Paper mills make pulp from wood chips. Some of the paperboard is bleached to create a white outer surface for printing. Today, all ACE members use safe bleaching processes (free of elementary chlorine or 'ECF-free') and the emissions from the paper mills are strictly controlled.
The pulp is then washed before paperboard production. On the paperboard machine, wet pulp is combined into multiple layers to make the paperboard. A typical paperboard machine is 200-300 metres long and 5-8 metres wide, and operates at high speeds. Very sophisticated control processes maintain quality. The paperboard surface should be white and smooth to ensure quality printability; other key quality parameters are bending stiffness, thickness, and ability to be cut and folded.
Paperboard gives the carton strength and stability. There are different grades of paperboard, depending on the size of the carton, the distribution system (e.g. chilled or ambient) and the intended shelf-life of the product.
As virgin paperboard (from wood fibre rather than from recycled paper) is used for beverage cartons (to ensure quality, stiffness, and hygiene), ACE member companies have been working together to commit to source and trace wood from legal and acceptable sources.

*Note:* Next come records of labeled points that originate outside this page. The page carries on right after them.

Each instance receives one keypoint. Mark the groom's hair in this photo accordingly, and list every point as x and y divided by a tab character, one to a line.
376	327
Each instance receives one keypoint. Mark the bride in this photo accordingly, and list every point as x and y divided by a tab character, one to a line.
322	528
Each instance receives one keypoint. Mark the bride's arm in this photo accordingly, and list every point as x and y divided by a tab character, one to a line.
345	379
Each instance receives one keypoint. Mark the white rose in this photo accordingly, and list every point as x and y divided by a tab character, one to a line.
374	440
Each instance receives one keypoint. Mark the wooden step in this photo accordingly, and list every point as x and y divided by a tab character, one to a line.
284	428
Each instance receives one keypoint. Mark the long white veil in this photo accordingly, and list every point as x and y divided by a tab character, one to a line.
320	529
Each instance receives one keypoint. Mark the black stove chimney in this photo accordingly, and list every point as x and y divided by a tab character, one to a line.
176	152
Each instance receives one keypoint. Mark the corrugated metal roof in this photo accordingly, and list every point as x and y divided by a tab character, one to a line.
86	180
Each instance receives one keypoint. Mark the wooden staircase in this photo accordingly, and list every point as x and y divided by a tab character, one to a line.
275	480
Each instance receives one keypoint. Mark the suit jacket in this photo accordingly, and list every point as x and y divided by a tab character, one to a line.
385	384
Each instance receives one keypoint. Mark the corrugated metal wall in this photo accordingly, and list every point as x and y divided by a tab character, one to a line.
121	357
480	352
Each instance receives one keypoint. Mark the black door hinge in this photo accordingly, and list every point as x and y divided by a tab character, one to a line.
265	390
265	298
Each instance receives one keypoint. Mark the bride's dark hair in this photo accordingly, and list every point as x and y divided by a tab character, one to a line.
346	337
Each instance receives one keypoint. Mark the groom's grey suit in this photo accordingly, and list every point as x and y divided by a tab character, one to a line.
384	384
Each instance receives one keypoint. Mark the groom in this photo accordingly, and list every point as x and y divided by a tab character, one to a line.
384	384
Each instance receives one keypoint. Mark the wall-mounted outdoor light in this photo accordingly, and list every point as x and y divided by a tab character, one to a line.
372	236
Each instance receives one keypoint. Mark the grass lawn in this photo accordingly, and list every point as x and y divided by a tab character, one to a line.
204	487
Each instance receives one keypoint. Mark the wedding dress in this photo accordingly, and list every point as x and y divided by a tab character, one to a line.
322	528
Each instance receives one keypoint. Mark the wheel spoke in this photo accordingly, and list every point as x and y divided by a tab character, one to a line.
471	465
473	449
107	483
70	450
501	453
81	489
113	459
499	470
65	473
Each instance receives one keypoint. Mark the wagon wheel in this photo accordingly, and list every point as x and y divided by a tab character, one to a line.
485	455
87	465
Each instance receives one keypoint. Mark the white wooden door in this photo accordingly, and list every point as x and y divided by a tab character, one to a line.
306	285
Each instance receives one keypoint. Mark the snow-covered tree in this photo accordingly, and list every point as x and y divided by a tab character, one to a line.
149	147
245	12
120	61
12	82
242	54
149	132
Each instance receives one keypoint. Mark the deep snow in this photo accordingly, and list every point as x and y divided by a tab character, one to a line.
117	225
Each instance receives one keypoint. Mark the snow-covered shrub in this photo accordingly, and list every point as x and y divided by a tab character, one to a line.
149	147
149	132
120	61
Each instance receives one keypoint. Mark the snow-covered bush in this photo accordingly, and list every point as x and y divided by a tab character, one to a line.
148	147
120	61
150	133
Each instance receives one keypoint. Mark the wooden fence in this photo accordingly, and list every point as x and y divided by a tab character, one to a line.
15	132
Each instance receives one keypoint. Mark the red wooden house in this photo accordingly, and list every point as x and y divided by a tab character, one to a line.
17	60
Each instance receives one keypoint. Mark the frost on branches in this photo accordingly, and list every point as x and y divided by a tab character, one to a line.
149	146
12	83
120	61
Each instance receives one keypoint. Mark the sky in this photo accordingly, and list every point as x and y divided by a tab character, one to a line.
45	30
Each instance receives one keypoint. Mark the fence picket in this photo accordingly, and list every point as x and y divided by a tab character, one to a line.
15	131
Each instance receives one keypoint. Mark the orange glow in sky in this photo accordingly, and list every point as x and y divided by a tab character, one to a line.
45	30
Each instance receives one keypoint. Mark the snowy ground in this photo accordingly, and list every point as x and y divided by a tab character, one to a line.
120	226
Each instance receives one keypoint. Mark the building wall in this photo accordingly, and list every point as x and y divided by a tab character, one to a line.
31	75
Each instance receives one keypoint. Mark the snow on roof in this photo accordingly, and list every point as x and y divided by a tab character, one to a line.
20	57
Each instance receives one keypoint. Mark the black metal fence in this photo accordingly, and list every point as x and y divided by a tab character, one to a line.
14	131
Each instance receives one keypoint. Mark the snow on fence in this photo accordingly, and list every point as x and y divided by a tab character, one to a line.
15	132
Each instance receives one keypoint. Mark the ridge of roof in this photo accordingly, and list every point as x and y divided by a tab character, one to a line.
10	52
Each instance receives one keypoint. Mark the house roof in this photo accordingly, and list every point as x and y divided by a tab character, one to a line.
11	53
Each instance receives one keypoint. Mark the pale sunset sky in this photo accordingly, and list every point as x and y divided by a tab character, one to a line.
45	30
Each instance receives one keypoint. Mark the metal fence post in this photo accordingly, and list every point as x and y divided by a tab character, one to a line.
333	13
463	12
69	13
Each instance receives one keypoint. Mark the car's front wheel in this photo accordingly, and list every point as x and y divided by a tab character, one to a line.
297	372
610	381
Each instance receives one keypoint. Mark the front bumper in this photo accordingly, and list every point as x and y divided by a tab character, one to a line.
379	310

Paper mills which produce the board for beverage cartons are reducing greenhouse gas emissions by progressively replacing fossil fuels with bio-energy.
More than 80% of the total energy used is from bio-energy these days and some of the mills also distribute excess heat to the nearby communities (district heating), helping further to minimise fossil fuel consumption and CO2 emissions in their neighbourhoods. If this green energy was not generated and sold, it would have to be bought from non-renewable sources. The energy is generated from burning wood residues (bark, small branches, sawdust) and 'black liquor' (the hemicellulose- and lignine-containing residue from the pulping process).
High volumes of water are used in papermaking. However, just as the industry recycles carbon in the form of wood fibre in the packaging, the paper mills reuse water many times in a closed loop. And when water is ultimately discharged after purification, it is subject to very strict waste water discharge controls.